Jane smiled a melancholy smile and said, “Yes, I know. And he bad no enemies, certainly. But the car was found today down by the Mexican border.” Jane thought Blake’s face suddenly became a bit more still, the wide gray eyes even more withdrawn when she mentioned the car.
“Would you like to take a run down there,” he said, “in the morning?” Jane looked puzzled.
“We might learn something. You know, poke around and ask a few questions. I’ve got all the time in the world—I’m a tourist.”
“But the police. Can’t they do that better than we can?”
“I suppose so—if you stand over them with a bull whip.”
“I don’t understand.”
“I hear police departments are pretty badly undermanned these days. They don’t do any more than they have to. But maybe you’re right.”
“No. I never thought of it like that. I—I think we should go down.”
“Let’s wait a day or two and see what the police turn up.”
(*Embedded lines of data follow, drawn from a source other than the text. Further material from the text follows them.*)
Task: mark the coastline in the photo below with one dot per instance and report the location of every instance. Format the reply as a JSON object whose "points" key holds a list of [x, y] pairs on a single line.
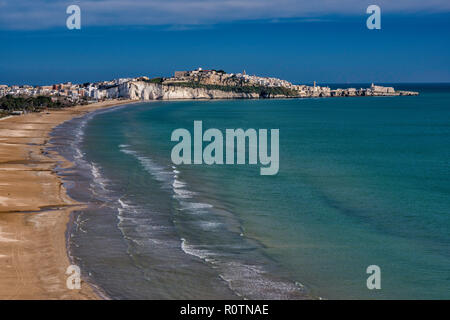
{"points": [[35, 209]]}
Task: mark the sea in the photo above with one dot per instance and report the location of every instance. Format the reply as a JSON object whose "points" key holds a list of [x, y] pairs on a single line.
{"points": [[362, 181]]}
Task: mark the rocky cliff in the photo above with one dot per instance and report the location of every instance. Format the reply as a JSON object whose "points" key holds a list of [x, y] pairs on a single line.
{"points": [[141, 90]]}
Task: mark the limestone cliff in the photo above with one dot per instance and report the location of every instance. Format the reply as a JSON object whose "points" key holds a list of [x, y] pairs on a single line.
{"points": [[141, 90]]}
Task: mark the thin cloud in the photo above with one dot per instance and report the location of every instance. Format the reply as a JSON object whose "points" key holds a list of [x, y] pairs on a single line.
{"points": [[42, 14]]}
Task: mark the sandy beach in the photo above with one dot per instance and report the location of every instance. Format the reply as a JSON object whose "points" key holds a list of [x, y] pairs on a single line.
{"points": [[35, 209]]}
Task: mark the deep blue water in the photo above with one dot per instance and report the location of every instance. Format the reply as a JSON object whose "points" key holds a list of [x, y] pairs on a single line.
{"points": [[362, 181]]}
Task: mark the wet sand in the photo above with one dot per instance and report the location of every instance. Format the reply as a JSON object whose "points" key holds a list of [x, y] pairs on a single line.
{"points": [[35, 209]]}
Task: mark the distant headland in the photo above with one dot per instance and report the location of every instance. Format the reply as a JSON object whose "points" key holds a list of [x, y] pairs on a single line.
{"points": [[195, 84]]}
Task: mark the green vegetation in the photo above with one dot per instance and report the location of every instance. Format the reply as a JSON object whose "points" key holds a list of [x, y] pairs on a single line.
{"points": [[262, 91], [9, 104]]}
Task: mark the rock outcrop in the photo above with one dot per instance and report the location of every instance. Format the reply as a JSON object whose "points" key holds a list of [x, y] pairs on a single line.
{"points": [[141, 90]]}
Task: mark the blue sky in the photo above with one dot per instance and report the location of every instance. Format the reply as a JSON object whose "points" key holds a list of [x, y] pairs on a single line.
{"points": [[300, 41]]}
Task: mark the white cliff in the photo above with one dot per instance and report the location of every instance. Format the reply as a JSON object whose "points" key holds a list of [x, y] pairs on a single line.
{"points": [[141, 90]]}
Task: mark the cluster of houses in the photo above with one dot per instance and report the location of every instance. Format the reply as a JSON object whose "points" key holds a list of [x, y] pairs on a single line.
{"points": [[72, 92], [118, 88]]}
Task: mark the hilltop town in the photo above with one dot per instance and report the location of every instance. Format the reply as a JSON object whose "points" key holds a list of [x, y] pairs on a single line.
{"points": [[195, 84]]}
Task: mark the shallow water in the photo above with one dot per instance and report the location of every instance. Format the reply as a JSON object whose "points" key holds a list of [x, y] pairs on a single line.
{"points": [[362, 181]]}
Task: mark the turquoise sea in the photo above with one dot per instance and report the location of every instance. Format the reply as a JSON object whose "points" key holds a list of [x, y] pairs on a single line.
{"points": [[362, 181]]}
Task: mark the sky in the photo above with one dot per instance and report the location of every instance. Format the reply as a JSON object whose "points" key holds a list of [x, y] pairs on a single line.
{"points": [[301, 41]]}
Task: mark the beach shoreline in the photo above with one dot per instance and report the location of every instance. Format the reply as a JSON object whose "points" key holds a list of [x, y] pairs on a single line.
{"points": [[35, 210]]}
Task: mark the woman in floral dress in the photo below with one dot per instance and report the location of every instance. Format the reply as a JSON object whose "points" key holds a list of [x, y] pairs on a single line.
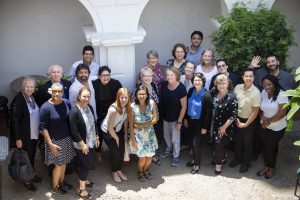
{"points": [[142, 134]]}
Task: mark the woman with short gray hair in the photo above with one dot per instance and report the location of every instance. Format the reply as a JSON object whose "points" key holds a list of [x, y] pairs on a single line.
{"points": [[25, 122]]}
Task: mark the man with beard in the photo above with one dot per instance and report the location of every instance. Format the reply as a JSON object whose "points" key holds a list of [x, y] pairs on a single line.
{"points": [[286, 80], [87, 58], [82, 79], [195, 51]]}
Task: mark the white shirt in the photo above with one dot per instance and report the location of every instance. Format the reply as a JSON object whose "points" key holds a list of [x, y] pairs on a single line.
{"points": [[94, 67], [208, 75], [74, 89], [119, 119], [270, 108]]}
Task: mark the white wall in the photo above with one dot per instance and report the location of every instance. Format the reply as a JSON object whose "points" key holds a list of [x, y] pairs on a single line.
{"points": [[37, 33], [290, 8], [170, 21]]}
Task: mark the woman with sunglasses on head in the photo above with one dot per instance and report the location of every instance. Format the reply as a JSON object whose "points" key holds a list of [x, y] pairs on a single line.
{"points": [[85, 138], [25, 124], [198, 117], [143, 138], [225, 109], [114, 134], [54, 126], [273, 122]]}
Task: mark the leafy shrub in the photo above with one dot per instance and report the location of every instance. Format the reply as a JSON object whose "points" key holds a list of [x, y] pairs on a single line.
{"points": [[245, 33]]}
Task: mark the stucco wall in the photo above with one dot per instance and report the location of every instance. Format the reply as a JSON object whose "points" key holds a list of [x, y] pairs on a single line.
{"points": [[37, 33], [290, 8], [170, 21]]}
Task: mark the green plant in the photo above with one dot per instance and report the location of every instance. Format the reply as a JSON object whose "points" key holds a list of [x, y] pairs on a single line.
{"points": [[294, 103], [245, 33]]}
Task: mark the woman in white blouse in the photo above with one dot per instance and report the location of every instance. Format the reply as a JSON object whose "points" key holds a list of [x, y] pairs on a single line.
{"points": [[207, 66], [273, 122]]}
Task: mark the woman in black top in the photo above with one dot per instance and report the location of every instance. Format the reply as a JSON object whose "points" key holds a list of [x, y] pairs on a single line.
{"points": [[225, 109], [85, 137], [54, 126], [198, 117], [25, 123]]}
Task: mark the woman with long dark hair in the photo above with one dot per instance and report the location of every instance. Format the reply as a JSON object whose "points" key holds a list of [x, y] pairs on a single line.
{"points": [[273, 122]]}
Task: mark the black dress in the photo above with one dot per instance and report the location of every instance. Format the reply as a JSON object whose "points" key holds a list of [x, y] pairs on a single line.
{"points": [[223, 109]]}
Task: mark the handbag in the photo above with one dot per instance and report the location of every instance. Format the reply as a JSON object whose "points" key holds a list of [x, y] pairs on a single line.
{"points": [[19, 167], [126, 153]]}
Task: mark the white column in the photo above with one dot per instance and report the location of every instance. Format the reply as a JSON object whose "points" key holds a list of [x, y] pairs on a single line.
{"points": [[115, 32]]}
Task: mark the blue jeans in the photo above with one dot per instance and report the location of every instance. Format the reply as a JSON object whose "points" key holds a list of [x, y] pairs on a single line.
{"points": [[172, 138]]}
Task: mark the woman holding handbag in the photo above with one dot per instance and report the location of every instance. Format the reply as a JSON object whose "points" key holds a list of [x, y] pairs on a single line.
{"points": [[25, 124], [114, 134], [85, 138]]}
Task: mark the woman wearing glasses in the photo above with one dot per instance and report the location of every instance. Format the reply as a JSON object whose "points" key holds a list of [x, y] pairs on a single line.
{"points": [[54, 126]]}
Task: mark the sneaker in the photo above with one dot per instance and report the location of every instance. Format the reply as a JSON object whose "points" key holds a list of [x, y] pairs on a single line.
{"points": [[59, 191], [37, 179], [66, 186], [29, 186], [234, 163], [116, 177], [175, 162], [243, 169], [165, 154]]}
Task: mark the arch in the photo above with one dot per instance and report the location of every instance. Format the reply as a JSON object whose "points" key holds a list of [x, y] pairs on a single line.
{"points": [[96, 19]]}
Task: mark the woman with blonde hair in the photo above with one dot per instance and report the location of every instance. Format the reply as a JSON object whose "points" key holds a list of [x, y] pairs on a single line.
{"points": [[114, 134], [85, 137], [54, 126]]}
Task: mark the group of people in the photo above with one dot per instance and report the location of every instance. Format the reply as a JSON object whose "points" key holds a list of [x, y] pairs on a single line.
{"points": [[179, 105]]}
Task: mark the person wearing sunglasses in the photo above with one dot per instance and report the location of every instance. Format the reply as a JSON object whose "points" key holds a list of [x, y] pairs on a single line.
{"points": [[223, 69]]}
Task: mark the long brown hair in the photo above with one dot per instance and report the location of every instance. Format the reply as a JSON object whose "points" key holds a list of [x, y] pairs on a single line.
{"points": [[122, 91]]}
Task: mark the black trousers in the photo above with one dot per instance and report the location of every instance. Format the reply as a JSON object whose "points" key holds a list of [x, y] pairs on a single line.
{"points": [[85, 161], [257, 143], [244, 143], [270, 140], [194, 132], [117, 152], [220, 149], [30, 147]]}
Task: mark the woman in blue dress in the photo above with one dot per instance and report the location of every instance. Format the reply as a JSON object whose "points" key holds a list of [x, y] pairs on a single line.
{"points": [[142, 134]]}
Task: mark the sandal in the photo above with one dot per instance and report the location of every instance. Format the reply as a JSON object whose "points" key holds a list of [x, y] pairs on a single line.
{"points": [[84, 194], [89, 184], [148, 174], [142, 177]]}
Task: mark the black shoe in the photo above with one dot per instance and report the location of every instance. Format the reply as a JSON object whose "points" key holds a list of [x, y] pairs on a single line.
{"points": [[69, 171], [59, 191], [195, 169], [190, 164], [223, 161], [234, 163], [156, 161], [243, 169], [218, 172], [30, 186], [66, 186], [37, 179]]}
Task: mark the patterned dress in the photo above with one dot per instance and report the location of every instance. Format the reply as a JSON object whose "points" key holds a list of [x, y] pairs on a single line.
{"points": [[145, 137]]}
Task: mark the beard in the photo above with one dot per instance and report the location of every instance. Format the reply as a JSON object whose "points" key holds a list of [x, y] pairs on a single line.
{"points": [[273, 67]]}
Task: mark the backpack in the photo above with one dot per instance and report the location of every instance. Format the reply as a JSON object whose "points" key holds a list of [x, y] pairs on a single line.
{"points": [[19, 167]]}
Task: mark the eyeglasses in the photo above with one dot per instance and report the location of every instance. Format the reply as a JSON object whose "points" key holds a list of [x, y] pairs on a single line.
{"points": [[57, 91], [105, 75], [219, 66]]}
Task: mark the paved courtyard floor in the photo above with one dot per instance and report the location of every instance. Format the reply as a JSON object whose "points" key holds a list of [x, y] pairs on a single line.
{"points": [[175, 182]]}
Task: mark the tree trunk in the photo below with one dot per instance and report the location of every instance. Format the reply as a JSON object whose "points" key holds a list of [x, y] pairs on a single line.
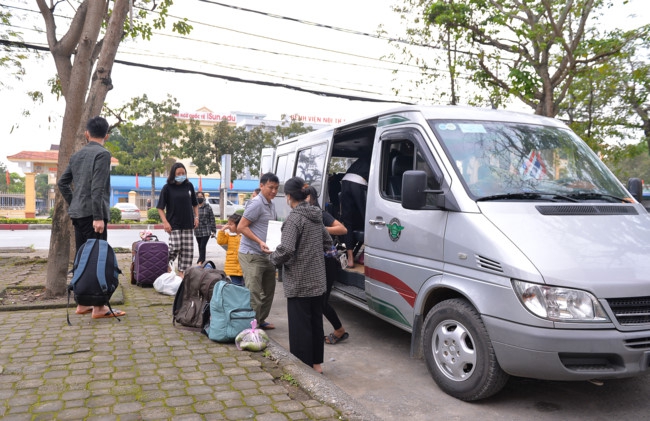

Jane nodded, an uneasy tension growing slowly under her skin. It faded in the next instant and left only a vague apprehension. “Are you from out of town, Mr. Blake?”
“Yes. Michigan.”
“Where are you staying?”
“Right here. Your sister-in-law used her influence.”
“Oh.”
Jane realized that the word had come out weakly. The tension was turning into a chill. Don Blake. She had never heard Alan mention anyone named Don Blake. She was sure of it, and Alan had talked of his flying friends a good deal. Too much. Don Blake.
She said, “What did Alan usually call you?”
“Don—when there were ladies present.”
She smiled and tried to make the next question sound like an effort at conversation. “How did you happen to run into Kathy?”
“I don’t know. I think possibly it was arranged in heaven.”
Jane laughed, a bit too unctuously, and rose to go into the kitchen. She smiled over her shoulder and said, “I’m sure you won’t refuse a drink.”
In the kitchen, she tried to think about the people Alan had talked of most. What were their name
s? She couldn’t remember. But if she heard one, wouldn’t it sound familiar? One of Alan’s crewmen was here in Los Angeles. He had a service station out on Adams. What was his name? He would know if there had been a Don Blake. She was taking too long with the drinks. What was his name? She finished and put them on a tray and walked back in, smiling, but not too gaily-
She gave him a glass and put a coaster on the arm of the chesterfield. “What squadron were you flying with?”
“Same as Al’s, Mrs. Palmer.”
Jane tipped her head slightly and said, “Please call me ‘Jane.’ That is, if you’ll allow me to call you ‘Don’ ?”
“All right.”
“Where were you stationed in England?”
“Don’t you know?”
“Of course. I keep forgetting. Stonehurst, or something like that.” The smile was sharp now, but Jane didn’t know that. She wasn’t thinking about the smile.
“Ipswich.”
The man with the service station bad been at Ipswich. What was his name? “Ipswich. Of course. I guess Alan was at Stonehurst when he first went over.”
“I didn’t know we had any operations at Stonehurst.”
“Oh, I don’t really know. All those English places sound alike, and you never know whether they’re cities or little villages or whole counties.”
Jane moved her glass in a little circle, so that the ice touched the edges with a relaxed and quiet clinking; and she peered over it at Blake and tried to look as if she felt as relaxed and casual as the soft sound of the ice against the glass. But the man was looking at her, and the look was a challenge. It seemed to say, “I think you’re a phony, Mrs. Palmer, and if I look at you long enough, maybe I’ll know.”
She shrugged it off. Why add to the things she had to worry about? It wasn’t that kind of look; it was just boorish and a little hungry, almost a leer, really. She laughed inwardly. After all, he was just another flier; worse yet, an ex-flier. He probably had it all figured out that Alan had left her. That made her a tenpin. It was all so obvious that she began to feel the way she had been trying to appear to feel. She started to smile.